Inspired by the recent remarkable capabilities and rapid development of large language models (LLMs), how to introduce the rich open-world domain knowledge and great logical reasoning ability of LLMs into recommendation systems (RS) attracts attention from academics and industry.

Refer to caption
Figure 1: Illustration of “Rec-to-LLM” and “LLM-to-Rec” approaches. Previous methods textualize recommendation data to natural language conversations, which are then fed into LLM to obtain text predictions. In contrast, our method, LEARN, transforms item text information into LLM embedding, which is projected into the collaborative domain to achieve alignment with industry recommendation tasks.

Current RS heavily rely on distinct ID embeddings and focus on capturing latent user-item associations based on historical interactions.
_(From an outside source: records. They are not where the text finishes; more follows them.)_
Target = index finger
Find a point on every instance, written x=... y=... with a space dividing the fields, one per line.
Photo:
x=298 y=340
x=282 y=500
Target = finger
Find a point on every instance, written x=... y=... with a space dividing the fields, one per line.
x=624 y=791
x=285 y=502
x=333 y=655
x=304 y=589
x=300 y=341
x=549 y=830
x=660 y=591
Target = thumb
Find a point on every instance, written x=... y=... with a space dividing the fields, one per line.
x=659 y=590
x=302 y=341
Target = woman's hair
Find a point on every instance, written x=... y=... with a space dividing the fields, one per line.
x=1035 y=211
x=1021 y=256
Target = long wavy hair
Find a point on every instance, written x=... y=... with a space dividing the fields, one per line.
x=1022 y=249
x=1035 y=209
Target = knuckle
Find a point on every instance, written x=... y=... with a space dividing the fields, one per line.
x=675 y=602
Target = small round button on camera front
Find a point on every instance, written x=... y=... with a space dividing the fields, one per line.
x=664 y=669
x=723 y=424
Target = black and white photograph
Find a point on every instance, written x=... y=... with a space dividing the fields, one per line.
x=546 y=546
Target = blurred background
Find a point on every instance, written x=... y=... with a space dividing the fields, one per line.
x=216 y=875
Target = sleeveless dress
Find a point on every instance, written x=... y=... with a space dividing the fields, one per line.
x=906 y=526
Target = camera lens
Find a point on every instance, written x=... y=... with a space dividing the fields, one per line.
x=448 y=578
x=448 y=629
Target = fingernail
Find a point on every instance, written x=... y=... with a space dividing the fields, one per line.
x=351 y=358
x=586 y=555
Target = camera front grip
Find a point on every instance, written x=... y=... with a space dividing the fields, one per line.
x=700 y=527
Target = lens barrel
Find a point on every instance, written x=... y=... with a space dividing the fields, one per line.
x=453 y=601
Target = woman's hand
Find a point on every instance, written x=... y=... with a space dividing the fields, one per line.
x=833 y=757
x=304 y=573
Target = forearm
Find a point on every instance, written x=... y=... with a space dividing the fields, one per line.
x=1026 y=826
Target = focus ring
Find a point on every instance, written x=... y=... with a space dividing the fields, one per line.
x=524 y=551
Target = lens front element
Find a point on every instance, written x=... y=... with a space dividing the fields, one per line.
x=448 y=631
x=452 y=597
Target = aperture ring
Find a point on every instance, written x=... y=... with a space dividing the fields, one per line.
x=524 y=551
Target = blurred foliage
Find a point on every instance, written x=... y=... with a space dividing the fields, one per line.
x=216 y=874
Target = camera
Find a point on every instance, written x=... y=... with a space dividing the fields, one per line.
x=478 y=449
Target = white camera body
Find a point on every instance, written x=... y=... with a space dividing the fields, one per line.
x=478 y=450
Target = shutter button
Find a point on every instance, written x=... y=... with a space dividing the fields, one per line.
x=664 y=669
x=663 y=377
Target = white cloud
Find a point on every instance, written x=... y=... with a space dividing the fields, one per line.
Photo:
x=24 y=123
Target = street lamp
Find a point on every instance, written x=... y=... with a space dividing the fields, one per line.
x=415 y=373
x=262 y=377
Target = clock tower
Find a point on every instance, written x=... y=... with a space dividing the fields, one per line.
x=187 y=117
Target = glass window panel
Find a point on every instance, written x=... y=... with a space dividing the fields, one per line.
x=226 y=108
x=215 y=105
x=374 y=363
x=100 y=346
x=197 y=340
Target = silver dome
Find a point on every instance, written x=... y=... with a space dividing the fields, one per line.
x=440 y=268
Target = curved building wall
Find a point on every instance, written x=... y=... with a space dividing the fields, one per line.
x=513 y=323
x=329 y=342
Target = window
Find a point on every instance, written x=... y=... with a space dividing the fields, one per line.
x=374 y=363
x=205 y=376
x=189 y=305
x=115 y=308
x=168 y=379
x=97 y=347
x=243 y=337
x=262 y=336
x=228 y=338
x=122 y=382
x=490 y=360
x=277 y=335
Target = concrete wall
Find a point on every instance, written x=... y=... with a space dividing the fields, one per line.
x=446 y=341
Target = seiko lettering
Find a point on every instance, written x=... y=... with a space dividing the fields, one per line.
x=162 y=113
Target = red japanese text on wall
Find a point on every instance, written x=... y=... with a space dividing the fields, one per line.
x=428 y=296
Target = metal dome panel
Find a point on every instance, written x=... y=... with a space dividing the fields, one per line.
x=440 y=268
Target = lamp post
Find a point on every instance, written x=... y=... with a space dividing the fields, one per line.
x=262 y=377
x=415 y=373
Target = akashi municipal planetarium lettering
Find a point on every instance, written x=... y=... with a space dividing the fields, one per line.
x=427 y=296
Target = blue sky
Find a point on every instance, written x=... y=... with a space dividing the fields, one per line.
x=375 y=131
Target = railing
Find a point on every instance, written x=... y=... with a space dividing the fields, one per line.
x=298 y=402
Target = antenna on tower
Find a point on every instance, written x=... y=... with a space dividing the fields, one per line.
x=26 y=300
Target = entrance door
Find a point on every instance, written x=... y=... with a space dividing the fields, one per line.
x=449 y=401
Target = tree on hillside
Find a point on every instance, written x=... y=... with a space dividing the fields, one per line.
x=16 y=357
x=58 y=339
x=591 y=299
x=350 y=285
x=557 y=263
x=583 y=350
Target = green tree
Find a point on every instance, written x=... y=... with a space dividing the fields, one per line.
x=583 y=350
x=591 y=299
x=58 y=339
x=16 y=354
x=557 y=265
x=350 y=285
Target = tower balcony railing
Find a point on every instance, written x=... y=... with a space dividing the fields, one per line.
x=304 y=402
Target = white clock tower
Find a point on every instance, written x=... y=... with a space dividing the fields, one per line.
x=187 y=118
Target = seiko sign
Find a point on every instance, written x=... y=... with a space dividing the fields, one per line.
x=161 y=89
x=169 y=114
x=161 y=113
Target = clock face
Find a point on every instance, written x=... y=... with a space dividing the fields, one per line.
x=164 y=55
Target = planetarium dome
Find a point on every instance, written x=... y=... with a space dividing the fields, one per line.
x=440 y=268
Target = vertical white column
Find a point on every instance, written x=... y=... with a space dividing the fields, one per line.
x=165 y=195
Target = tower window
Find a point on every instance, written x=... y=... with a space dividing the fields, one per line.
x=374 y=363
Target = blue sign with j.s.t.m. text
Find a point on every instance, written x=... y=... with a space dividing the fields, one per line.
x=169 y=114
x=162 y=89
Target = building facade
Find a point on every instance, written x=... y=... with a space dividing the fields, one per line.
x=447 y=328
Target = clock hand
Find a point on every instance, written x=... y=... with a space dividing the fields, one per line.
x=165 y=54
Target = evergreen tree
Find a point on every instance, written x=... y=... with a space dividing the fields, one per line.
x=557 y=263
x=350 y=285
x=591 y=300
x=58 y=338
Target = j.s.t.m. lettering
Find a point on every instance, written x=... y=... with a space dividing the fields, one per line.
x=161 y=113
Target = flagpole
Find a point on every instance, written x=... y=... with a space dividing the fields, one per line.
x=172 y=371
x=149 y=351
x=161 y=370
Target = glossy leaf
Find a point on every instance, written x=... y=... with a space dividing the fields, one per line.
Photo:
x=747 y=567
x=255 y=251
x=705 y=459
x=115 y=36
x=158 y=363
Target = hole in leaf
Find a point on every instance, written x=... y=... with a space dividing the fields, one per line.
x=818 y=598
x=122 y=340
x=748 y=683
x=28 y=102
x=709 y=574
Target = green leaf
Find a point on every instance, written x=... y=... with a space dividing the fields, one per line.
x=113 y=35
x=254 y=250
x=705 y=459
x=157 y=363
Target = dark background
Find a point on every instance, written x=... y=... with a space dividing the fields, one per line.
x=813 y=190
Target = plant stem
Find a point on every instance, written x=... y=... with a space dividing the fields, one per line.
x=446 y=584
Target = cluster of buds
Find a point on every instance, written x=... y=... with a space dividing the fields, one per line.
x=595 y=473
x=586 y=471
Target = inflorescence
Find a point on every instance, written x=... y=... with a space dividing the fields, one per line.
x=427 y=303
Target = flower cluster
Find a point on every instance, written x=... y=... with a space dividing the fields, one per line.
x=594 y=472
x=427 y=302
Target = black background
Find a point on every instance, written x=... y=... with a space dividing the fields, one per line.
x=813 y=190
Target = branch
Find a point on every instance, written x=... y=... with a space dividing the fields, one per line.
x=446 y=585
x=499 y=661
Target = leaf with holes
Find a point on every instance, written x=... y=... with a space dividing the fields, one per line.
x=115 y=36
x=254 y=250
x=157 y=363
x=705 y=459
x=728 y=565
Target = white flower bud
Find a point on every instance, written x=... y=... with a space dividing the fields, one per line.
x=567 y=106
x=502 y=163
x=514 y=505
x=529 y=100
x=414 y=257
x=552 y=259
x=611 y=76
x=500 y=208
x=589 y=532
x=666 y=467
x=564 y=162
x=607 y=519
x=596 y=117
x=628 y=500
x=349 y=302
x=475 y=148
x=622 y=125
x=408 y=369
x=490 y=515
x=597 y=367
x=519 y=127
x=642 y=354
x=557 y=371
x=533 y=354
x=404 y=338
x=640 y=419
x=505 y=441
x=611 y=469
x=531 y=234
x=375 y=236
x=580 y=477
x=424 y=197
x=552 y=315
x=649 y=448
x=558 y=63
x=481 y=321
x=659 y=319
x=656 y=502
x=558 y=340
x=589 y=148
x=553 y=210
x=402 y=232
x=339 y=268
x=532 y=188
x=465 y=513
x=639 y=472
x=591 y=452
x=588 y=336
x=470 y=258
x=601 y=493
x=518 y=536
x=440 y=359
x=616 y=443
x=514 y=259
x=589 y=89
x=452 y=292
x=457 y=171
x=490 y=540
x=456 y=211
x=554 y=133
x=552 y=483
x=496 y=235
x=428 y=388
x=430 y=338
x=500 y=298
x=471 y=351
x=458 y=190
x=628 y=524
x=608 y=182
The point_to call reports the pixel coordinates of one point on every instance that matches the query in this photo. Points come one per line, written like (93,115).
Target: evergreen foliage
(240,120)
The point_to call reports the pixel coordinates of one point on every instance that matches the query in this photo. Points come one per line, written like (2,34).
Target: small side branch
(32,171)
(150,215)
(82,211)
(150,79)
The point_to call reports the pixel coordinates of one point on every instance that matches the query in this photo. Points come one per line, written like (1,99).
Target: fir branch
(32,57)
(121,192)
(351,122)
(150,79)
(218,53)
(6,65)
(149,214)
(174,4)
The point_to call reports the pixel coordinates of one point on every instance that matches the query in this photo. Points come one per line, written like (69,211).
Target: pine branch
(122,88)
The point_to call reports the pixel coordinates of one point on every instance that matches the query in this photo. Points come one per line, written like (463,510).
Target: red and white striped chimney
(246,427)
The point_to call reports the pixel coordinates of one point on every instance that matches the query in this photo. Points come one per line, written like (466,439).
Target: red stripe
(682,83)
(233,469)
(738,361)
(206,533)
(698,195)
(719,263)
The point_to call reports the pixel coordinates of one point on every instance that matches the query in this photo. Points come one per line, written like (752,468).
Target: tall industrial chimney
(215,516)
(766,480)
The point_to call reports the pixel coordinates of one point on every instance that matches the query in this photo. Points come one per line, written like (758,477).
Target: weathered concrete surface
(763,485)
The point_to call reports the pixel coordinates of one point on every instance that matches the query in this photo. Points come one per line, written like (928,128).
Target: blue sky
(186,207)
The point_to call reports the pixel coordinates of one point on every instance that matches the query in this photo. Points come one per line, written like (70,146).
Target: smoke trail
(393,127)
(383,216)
This approach overlooks the semantic information in item text descriptions and struggles to generalize to unseen data, resulting in suboptimal performance in industrial cold-start scenarios and long-tail user recommendations. Moreover, unlike the fields of computer vision (CV) and natural language processing (NLP), the ID-embedding-based modeling approach in RS does not facilitate the development of a pretrained model that can perform well across downstream tasks and subscenarios.

To alleviate the poor generalization of current RS, various methods are proposed to utilize text information and integrate LLM with RS to generate textual predictions such as user interests (Ren et al. 2024), next item information (Li, Zhang, and Chen 2023), and recommend reasons (Zhang et al. 2023b).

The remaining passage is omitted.